John Poch
Remember that scene from The Jerk where Steve Martin’s character is bankrupt and forced to leave his plush California estate? He says something like, “I don’t need anything…well, except this paddle-game.” But then he comes across another small object, like a pen. He admits he needs this pen, too. Then his favorite thermos, then a chair, a lamp, until we see this sensitive man misunderstood and rejected by the world (a poet?) standing on his front steps desperately clutching an array of seemingly unimportant objects. When you hold Chad Davidson’s book in your hands, and you read these poems, you are holding a bunch of ordinary objects: a pear, a match, a starfish, a mushroom, a bra…but by the time he’s revealed the thing for what it is, what you should have known all along, you don’t want to let go.
There is a sly wisdom in these poems about the things of this world as remarkable as what we find in Richard Wilbur. In fact, the lines are as well-wrought as Wilbur. Considering Davidson’s authority, his ability to teach us so much fact, history, and trivia, we are reminded of the old standards: of Auden, Lowell, or Bishop. But the poems seem to have a contemporary sheen all their own.
The introductory poem to the collection, “A,” is clearly a touchstone by which the rest of the poems can be approached. This prose poem, like so many of Davidson’s poems, has the clear made-ness of Amish clothing. The very fact of its simplicity, its black-and-white-ness (and some red stitching) helps us understand the hard work that goes into making such a thing. Instead of flashiness, we admire thread, buttons, dye, lines, punctuation, ink. We don’t think, “Nice outfit.” We think, “Someone living has sewn this with their very hands.” Here’s the second stanza:
Pin it to an adulterer’s blouse. Shout it as you careen into the rocks, or just before. Or when you rise out of bed at night in sweat, knowing only what you dreamed was so elemental you have no word. An apple a day keeps the doctor away. Apple an and away. And your apple falls away from the page that stays the way it’s able, that lies there, lies to you.
Much the way Robert Hass’s “Meditation at Lagunitas,” says, “yes, language doesn’t exactly correspond to what we think it should, and good,” Davidson’s “A” immerses us in what it is like to be a reader for the first time — defamiliarizing, making a letter new, strange, sad, our nemesis and our very salvation. So many of Chad Davidson’s poems return to the complaint of the failure of language (a sketchy ground on which to situate oneself as a poet). But mortal language, for Davidson, can’t help but get resurrected. This theme is nothing new to contemporary poetry, but Davidson’s diction and syntax is styled and lively. In the first few lines of “Cockroaches: Ars Poetica,” poems might be foul but you have to admire their persistence: “They know that death is merely of the body / not the species, know their putrid chitin / is always memorable.” In “Bite Your Tongue,” Davidson warns:
Speak in tongues, but bite
your tongue when you have spoken too much.

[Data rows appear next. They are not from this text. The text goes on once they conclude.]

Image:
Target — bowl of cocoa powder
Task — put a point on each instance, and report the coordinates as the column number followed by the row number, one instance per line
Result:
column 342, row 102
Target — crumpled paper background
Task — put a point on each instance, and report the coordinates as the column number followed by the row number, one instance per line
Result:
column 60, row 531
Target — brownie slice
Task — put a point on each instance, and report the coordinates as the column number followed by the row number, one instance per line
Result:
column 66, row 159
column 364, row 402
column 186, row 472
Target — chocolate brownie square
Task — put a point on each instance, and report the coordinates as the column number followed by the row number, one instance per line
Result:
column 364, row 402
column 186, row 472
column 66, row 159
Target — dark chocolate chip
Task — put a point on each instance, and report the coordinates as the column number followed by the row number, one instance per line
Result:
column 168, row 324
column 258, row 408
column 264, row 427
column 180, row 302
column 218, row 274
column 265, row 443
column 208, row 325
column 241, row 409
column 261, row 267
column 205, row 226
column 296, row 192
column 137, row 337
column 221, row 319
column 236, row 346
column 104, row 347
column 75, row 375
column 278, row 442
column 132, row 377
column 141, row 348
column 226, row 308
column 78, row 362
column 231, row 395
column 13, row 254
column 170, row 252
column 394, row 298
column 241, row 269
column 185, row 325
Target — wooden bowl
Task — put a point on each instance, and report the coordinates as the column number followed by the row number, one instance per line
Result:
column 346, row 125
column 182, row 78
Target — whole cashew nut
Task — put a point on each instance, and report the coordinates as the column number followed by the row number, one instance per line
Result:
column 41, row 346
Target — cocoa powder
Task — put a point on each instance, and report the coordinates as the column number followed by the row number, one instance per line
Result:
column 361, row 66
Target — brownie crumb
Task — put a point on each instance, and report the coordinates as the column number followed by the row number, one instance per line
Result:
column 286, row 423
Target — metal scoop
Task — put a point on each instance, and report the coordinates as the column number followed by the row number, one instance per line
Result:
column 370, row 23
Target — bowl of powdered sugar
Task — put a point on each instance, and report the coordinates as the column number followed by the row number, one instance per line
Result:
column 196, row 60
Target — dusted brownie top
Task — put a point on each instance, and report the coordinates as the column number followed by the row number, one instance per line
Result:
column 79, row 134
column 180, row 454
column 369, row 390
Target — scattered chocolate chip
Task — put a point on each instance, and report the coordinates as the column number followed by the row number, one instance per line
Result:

As in Double Indemnity. My favorite line
is shut up, baby: bold, recalcitrant boredom
Even a yawn, seen at its most violent, is given a voice:
I look in the mirror
witness myself eating air,
agasp, my daily chance to gazeinto this face’s oldest pain,
more than some mute renegade
wail, this tooth-jeweled grenade
thrown out of the well again.
And in “Boxes,” a self-conscious double sonnet, we hear:
Lazarus made
whole again. A voiceover begins: It is late
one April afternoon. A typical town
by all respects. The church turns under a flight
of clouds balloonlike. The boy who coaxes
the balloon along hears his own
voice then say rise, rise rise. The light
flicks on. It’s over. The boy is in his box.
Here, language lives as Lazarus himself, as a balloon, as a boy, rising, yet back in the box at the end of the poem. But you think, not for long.
Davidson’s grammatical toolbox is open. Readers will notice the glut of conjunctions and transitional fragments that keep a poem swerving into new directions and then back onto the macadam. The imperative verbs demand a cinematic engagement with the reader: “Listen,” “imagine,” “bite,” “take,” and even “video.” They steadily appear throughout the book. His use of the flat sentence amid stanzas of rich diction and syntax (stolen from Lowell) is arresting. Sentences and fragments like: “Boredom.” “This is wrong.” “Dido died.” “I am a metaphor.” “Take any page.” “It is April.” Yet, none of these techniques are overdone. And, really, when is the last time you fawned over a poet’s splendid sentence variety?
I have not mentioned the best poems in the collection: “Cleopatra’s Bra,” “The Match,” “All the Ashtrays in Rome” and the powerful long lyric “Space.” Each deserves a review for itself. All are poems for the next round of anthologies.
Consolation Miracle is a mature collection (a minor miracle?) in a time when so many poets are settling for “poetry” or “the idea of a poem” rather than poems, when poets are praising artifice rather than art. It might be the strongest first book of poetry in the last ten years. If, for some reason, I were forced from my home — along with the family photos, and my pocketknife and my favorite coffee mug — somewhere in my arms would be my copy of this book.